Note

This page was generated from notebooks/different_methods.ipynb.

Trying different Matrix Factorzation Methods

In this notebook we will try out several MF methods supported by SMURFF.

Downloading the files

As in the previous example we download the ChemBL dataset. The resulting IC50 matrix is a compound x protein matrix, split into train and test. The ECFP matrix has features as side information on the compounds.

[ ]:
import smurff
import logging
logging.basicConfig(level = logging.INFO)

ic50_train, ic50_test, ecfp = smurff.load_chembl()

Matrix Factorization without Side Information (BPMF)

As a first example we can run SMURFF without side information. The method used here is BPMF.

Input matrix for Y is a sparse scipy matrix (either coo_matrix, csr_matrix or csc_matrix). The test matrix Ytest also needs to ne sparse matrix of the same size as Y. Here we have used burn-in of 20 samples for the Gibbs sampler and then collected 80 samples from the model. We use 16 latent dimensions in the model.

For good results you will need to run more sampling and burnin iterations (>= 1000) and maybe more latent dimensions.

We create a trainSession, and the run method returns the predictions of the Ytest matrix. predictions is a list of of type Prediction.

[ ]:
trainSession = smurff.BPMFSession(
                       Ytrain     = ic50_train,
                       Ytest      = ic50_test,
                       num_latent = 16,
                       burnin     = 20,
                       nsamples   = 80,
                       verbose    = 0,)

predictions = trainSession.run()
print("First prediction element: ", predictions[0])

rmse = smurff.calc_rmse(predictions)
print("RMSE =", rmse)

Matrix Factorization with Side Information (Macau)

If we want to use the compound features we can use the Macau algorithm.

The parameter side_info = [ecfp, None] sets the side information for rows and columns, respectively. In this example we only use side information for the compounds (rows of the matrix).

[ ]:
predictions = smurff.MacauSession(
                       Ytrain     = ic50_train,
                       Ytest      = ic50_test,
                       side_info  = [ecfp, None],
                       direct     = False,
                       num_latent = 16,
                       burnin     = 40,
                       nsamples   = 100).run()

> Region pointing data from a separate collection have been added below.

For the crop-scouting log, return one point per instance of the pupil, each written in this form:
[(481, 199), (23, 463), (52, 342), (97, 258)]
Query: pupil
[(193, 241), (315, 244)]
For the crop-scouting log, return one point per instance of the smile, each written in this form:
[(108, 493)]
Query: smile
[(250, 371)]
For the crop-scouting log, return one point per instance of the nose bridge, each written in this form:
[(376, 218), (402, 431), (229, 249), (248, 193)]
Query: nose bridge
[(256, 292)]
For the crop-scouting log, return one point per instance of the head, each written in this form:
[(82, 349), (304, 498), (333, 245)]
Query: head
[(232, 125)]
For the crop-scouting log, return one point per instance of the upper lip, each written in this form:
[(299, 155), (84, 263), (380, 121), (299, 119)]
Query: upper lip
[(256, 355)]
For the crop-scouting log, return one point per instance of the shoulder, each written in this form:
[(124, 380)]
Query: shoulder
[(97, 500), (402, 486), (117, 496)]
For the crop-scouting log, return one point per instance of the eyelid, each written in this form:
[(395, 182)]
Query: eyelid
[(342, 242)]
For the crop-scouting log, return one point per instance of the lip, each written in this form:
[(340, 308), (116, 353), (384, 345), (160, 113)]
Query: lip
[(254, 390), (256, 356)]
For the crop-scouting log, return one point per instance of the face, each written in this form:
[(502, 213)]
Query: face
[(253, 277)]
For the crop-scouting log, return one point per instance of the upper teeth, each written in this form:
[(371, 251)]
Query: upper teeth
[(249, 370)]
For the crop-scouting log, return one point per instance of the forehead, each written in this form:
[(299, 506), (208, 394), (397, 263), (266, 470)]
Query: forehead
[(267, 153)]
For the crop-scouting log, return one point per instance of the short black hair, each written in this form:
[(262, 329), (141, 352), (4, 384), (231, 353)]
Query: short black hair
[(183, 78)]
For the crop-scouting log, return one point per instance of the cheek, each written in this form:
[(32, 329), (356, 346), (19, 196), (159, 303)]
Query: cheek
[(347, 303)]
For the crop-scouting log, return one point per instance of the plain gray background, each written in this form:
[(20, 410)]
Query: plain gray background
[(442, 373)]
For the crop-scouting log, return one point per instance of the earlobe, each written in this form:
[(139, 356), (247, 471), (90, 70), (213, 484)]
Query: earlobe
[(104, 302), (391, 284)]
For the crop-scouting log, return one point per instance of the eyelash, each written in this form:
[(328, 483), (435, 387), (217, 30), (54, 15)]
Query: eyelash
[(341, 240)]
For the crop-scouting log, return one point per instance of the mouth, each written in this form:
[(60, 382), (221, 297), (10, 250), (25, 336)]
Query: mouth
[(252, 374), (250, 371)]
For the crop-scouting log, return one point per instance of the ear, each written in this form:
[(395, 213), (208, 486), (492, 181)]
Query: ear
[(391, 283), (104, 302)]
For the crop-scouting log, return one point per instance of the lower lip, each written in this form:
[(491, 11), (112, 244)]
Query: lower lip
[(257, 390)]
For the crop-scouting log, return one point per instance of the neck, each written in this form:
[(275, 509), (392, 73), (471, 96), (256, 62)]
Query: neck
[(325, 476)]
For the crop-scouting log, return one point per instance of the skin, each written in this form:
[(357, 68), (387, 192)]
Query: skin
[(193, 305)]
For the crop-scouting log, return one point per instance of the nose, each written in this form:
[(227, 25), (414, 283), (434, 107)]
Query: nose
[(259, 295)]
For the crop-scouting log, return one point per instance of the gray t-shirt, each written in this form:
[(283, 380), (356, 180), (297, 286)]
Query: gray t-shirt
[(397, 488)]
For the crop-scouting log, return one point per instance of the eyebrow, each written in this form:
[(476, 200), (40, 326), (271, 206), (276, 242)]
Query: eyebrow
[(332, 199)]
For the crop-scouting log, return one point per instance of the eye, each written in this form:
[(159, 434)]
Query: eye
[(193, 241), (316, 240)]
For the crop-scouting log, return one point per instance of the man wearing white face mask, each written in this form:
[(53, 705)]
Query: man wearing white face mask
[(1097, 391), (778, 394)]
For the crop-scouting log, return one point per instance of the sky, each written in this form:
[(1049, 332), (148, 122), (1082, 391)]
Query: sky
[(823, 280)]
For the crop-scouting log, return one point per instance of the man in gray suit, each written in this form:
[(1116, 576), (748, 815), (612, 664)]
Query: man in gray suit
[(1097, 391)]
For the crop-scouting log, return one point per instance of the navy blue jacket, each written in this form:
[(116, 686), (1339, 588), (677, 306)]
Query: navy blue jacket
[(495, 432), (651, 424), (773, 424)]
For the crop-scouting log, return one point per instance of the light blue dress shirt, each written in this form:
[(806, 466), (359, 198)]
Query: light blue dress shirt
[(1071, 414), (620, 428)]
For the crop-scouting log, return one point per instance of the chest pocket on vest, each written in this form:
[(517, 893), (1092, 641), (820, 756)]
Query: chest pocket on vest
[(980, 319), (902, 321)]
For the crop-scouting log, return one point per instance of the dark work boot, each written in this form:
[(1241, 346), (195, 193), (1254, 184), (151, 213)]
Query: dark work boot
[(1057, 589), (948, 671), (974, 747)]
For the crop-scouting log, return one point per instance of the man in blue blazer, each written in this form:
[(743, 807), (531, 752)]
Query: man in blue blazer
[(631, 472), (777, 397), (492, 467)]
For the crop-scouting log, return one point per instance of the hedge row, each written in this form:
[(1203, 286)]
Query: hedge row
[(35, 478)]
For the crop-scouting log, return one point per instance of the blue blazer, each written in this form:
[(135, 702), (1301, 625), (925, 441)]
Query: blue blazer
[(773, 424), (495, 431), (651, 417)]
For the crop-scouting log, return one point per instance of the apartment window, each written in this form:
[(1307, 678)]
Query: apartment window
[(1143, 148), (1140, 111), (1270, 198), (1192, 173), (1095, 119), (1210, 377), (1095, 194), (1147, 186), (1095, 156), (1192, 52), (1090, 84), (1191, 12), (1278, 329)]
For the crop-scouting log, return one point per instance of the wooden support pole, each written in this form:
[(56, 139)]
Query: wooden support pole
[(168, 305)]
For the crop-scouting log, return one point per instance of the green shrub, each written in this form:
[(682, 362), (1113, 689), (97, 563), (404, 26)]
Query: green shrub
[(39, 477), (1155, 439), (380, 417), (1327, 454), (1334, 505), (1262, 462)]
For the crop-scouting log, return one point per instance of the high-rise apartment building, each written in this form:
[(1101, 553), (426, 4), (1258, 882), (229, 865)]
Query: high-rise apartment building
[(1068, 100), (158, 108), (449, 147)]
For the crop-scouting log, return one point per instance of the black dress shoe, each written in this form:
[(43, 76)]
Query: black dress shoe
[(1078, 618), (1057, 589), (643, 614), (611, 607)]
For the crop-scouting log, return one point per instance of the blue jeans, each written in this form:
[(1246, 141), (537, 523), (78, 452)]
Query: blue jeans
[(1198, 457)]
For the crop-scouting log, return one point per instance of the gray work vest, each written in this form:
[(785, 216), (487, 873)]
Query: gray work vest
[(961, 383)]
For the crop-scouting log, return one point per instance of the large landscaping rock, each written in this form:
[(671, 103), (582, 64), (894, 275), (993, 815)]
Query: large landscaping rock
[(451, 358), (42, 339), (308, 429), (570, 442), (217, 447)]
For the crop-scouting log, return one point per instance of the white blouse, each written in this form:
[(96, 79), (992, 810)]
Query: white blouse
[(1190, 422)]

smurff.calc_rmse(predictions)

Macau univariate sampler

SMURFF also includes an option to use a very fast univariate sampler, i.e., instead of sampling blocks of variables jointly it samples each individually. An example:

[ ]:
predictions = smurff.MacauSession(
                       Ytrain     = ic50_train,
                       Ytest      = ic50_test,
                       side_info  = [ecfp, None],
                       direct     = False,
                       univariate = True,
                       num_latent = 32,
                       burnin     = 500,
                       nsamples   = 3500,
                       verbose    = 1,).run()
smurff.calc_rmse(predictions)

When using it we recommend using larger values for burnin and nsamples, because the univariate sampler mixes slower than the blocked sampler.